Recovery has to start with stabilizing the peso, which is pegged at 9.4 to the dollar but trades in the black market at 15:1. Mr. Macri promised to lift all capital controls and let the price of the currency settle in line with its market value. But to achieve stability he will also have to restore the rules of a market economy, and that means putting an end to the practice of printing money to finance the government. Huge deficits—6%-7% of gross domestic product this year—are unsustainable.

Mr. Scioli tried to frighten Argentines during the campaign by telling them that the peso “adjustment” would reduce the purchasing power of their earnings. The scare tactics didn’t work, perhaps because the nation is well aware that the central bank no longer has the dollars it needs to prop up the peso. The next government will face that reality.

The good news for Mr. Macri is that much of the economy is already operating at the black-market rate, and many prices for consumer goods have already adjusted. This would explain why nongovernment estimates put annual inflation at around 25%, well above the official estimate of 10%. In other words, working Argentines have already taken a cut in purchasing power.
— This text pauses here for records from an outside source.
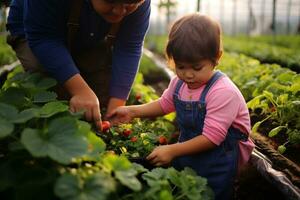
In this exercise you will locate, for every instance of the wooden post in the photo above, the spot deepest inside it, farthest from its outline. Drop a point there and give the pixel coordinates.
(198, 5)
(273, 24)
(234, 17)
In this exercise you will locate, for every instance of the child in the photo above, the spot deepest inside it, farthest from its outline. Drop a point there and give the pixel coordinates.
(212, 114)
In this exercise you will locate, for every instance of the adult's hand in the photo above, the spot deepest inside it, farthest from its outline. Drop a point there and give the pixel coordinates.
(113, 103)
(83, 98)
(122, 114)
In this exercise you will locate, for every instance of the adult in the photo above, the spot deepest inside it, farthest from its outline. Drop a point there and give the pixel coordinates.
(91, 47)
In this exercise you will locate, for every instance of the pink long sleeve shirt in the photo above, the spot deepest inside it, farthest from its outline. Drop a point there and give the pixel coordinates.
(225, 106)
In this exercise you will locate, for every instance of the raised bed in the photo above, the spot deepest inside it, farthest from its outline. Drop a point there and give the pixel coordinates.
(269, 175)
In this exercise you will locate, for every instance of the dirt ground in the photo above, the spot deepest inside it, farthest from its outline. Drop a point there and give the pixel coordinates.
(250, 185)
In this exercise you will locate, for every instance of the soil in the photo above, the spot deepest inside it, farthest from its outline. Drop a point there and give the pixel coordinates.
(251, 185)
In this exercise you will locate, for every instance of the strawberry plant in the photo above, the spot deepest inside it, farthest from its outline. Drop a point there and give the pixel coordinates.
(47, 152)
(139, 138)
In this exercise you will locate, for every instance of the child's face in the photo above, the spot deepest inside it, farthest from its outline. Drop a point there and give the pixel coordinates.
(194, 74)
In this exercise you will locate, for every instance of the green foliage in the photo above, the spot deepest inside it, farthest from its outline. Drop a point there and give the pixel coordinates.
(264, 52)
(7, 55)
(48, 153)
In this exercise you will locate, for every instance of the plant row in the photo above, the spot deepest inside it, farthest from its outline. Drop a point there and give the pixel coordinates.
(47, 152)
(7, 55)
(272, 93)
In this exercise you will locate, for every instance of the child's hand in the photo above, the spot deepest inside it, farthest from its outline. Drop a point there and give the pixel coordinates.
(119, 115)
(161, 155)
(88, 101)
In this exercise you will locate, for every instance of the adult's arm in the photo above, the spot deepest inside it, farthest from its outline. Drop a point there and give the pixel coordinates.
(127, 50)
(45, 29)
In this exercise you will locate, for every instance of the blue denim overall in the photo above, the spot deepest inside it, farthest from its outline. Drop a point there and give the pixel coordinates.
(218, 165)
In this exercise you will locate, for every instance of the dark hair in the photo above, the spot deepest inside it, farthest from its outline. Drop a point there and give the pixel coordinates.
(193, 38)
(124, 1)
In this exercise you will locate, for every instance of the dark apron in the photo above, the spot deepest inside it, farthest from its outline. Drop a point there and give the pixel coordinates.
(218, 165)
(94, 63)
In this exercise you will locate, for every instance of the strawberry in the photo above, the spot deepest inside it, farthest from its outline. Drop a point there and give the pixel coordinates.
(133, 139)
(162, 140)
(138, 96)
(127, 132)
(105, 126)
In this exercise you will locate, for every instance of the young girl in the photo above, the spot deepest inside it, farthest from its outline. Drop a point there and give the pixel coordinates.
(212, 114)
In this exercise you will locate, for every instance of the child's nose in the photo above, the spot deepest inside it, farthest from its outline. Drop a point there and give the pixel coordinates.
(189, 74)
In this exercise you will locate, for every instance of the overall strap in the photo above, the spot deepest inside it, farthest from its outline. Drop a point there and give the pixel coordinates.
(111, 35)
(73, 22)
(73, 25)
(209, 84)
(176, 92)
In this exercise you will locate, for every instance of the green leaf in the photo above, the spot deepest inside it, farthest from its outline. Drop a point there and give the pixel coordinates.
(26, 115)
(95, 146)
(281, 149)
(8, 112)
(95, 187)
(154, 175)
(44, 96)
(53, 108)
(116, 163)
(165, 195)
(254, 102)
(13, 96)
(128, 178)
(255, 127)
(275, 131)
(46, 83)
(294, 136)
(6, 128)
(61, 143)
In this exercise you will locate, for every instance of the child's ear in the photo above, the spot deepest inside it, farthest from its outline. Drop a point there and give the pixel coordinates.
(220, 54)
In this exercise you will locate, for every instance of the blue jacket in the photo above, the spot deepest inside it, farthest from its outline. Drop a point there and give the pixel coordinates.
(43, 23)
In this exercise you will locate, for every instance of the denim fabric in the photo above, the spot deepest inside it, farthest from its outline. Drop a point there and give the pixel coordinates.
(218, 165)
An official recognition of the devalued peso coupled with credible tax and regulatory liberalization might even lead to capital inflows as Argentine assets become more attractive to investors. Export revenues are also likely to increase if Mr. Macri keeps his pledge to liberate farmers and ranchers from punishing export taxes and quotas, and thereby restore their incentive to produce.
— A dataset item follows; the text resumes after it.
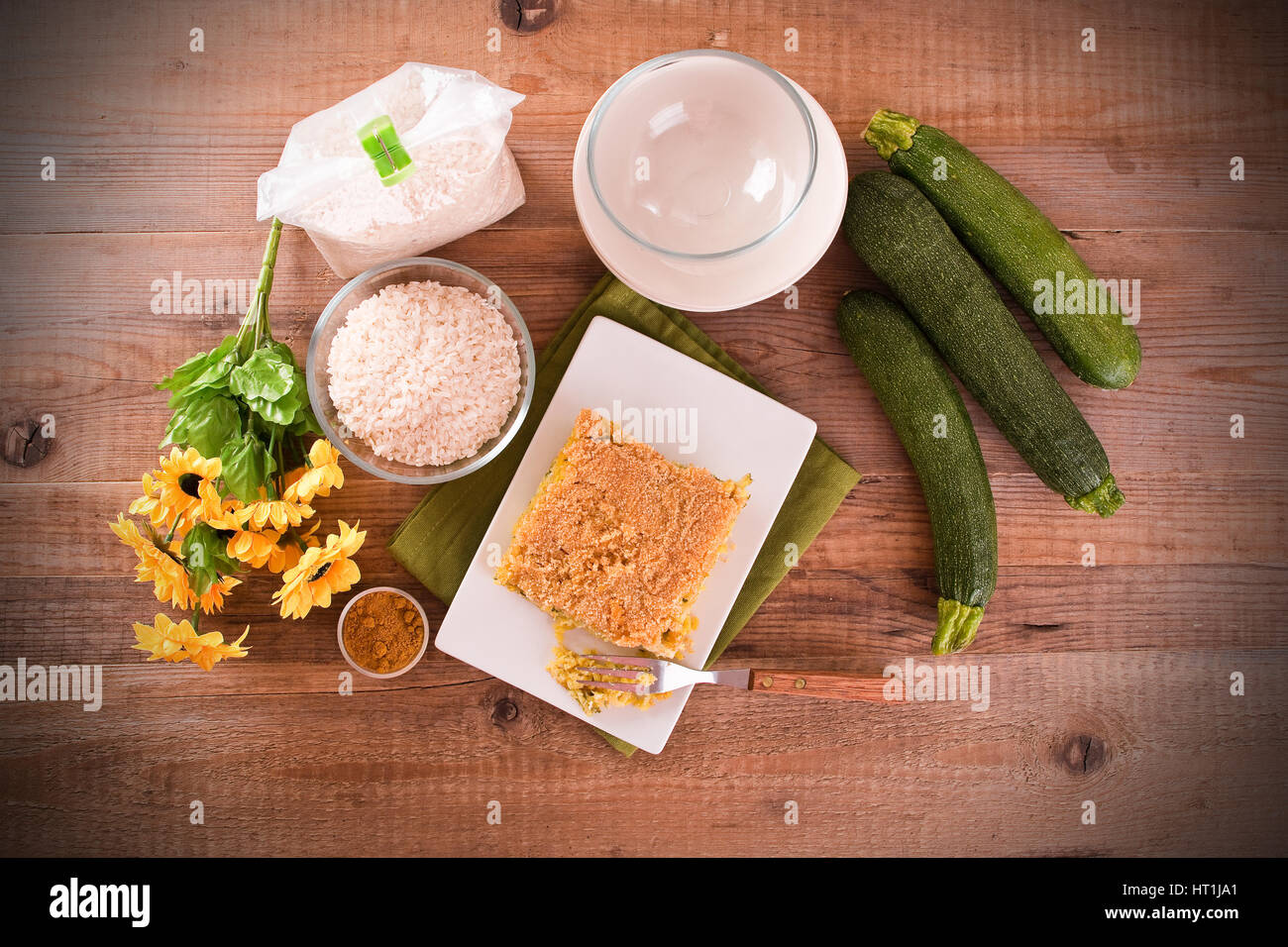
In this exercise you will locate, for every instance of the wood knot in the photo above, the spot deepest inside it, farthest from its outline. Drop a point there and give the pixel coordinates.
(1082, 754)
(528, 16)
(503, 711)
(26, 445)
Closing the government deficit won’t be easy because the Kirchners did so much to destroy investor confidence and increase the public’s dependence on the state. Regulatory strangulation and expropriation drove capital out of key markets like energy, transportation and utilities. Today Argentina is a net importer of oil and natural gas despite rich reserves. And the government heavily subsidizes transportation and energy.
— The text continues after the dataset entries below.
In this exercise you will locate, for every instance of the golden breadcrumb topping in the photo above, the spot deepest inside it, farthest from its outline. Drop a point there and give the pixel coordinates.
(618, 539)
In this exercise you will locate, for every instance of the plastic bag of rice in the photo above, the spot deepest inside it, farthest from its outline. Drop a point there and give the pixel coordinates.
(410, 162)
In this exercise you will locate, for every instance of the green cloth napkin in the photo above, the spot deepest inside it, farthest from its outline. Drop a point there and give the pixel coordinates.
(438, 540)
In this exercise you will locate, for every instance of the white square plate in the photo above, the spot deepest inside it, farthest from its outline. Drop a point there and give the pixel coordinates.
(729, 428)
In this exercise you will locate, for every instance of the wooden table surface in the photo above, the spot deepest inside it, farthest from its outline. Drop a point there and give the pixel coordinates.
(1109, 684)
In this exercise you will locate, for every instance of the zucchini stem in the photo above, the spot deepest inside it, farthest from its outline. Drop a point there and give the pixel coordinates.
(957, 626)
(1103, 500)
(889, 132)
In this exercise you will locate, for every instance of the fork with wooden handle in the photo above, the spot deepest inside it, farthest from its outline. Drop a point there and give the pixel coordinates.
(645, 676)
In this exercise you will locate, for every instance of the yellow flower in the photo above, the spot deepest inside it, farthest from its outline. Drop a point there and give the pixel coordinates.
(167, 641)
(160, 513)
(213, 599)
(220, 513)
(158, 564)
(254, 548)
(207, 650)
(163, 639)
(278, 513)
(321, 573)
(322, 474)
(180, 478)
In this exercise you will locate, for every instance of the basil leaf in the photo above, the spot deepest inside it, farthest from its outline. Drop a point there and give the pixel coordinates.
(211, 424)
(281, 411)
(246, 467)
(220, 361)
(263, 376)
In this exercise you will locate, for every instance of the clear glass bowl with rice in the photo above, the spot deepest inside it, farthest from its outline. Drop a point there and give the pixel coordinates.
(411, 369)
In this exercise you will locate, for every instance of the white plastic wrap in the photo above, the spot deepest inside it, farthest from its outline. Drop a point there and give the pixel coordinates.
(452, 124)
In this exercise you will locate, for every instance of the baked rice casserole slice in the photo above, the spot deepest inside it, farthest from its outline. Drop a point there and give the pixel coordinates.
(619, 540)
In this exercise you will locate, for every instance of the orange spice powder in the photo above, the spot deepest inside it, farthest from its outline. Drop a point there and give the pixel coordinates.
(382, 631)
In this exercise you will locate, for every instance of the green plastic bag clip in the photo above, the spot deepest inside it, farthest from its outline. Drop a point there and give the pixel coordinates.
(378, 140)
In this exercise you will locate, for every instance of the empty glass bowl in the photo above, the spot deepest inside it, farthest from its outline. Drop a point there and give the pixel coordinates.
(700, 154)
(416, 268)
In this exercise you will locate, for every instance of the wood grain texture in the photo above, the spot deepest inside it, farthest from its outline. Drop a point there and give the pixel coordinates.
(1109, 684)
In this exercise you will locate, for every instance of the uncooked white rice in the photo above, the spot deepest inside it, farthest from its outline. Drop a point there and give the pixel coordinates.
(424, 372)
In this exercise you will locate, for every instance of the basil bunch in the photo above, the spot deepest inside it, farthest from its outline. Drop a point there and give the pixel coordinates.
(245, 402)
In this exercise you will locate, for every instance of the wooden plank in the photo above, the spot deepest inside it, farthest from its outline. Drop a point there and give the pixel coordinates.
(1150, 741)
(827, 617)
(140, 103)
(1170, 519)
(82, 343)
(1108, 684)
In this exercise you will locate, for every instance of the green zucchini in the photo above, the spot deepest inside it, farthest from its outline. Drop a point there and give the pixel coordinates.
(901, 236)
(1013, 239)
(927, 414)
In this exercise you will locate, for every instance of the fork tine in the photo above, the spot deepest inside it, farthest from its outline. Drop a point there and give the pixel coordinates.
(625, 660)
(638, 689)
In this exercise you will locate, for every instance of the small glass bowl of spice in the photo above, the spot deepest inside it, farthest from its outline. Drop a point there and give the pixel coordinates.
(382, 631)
Greater investment leading to more reliable energy supplies and more competition can solve this problem but not overnight. Certainly any phase out of subsidies has to be coupled with instantaneous and wide-ranging deregulation so that businesses confidence returns.

Argentina won’t be able to access the international capital markets until it resolves the long-standing dispute with creditors who hold bad debt from the 2001 default. Mr. Macri has promised a pragmatic approach, but he’ll have to sell his proposal to the Argentine congress, which he won’t control.

The president-elect has said he would denounce Venezuela before the Organization of American States for its violation of the 2001 democratic charter. He has also pledged to shred the “memorandum of understanding” signed between Iran and the Kirchner government regarding the investigation of the 1994 terrorist attack on the Buenos Aires Jewish community center because it violates international law. If so, foreign policy will change for the better.

Argentina’s recovery won’t be easy. But with the electoral overthrow of Kirchner authoritarianism, the nation already has a lot to celebrate.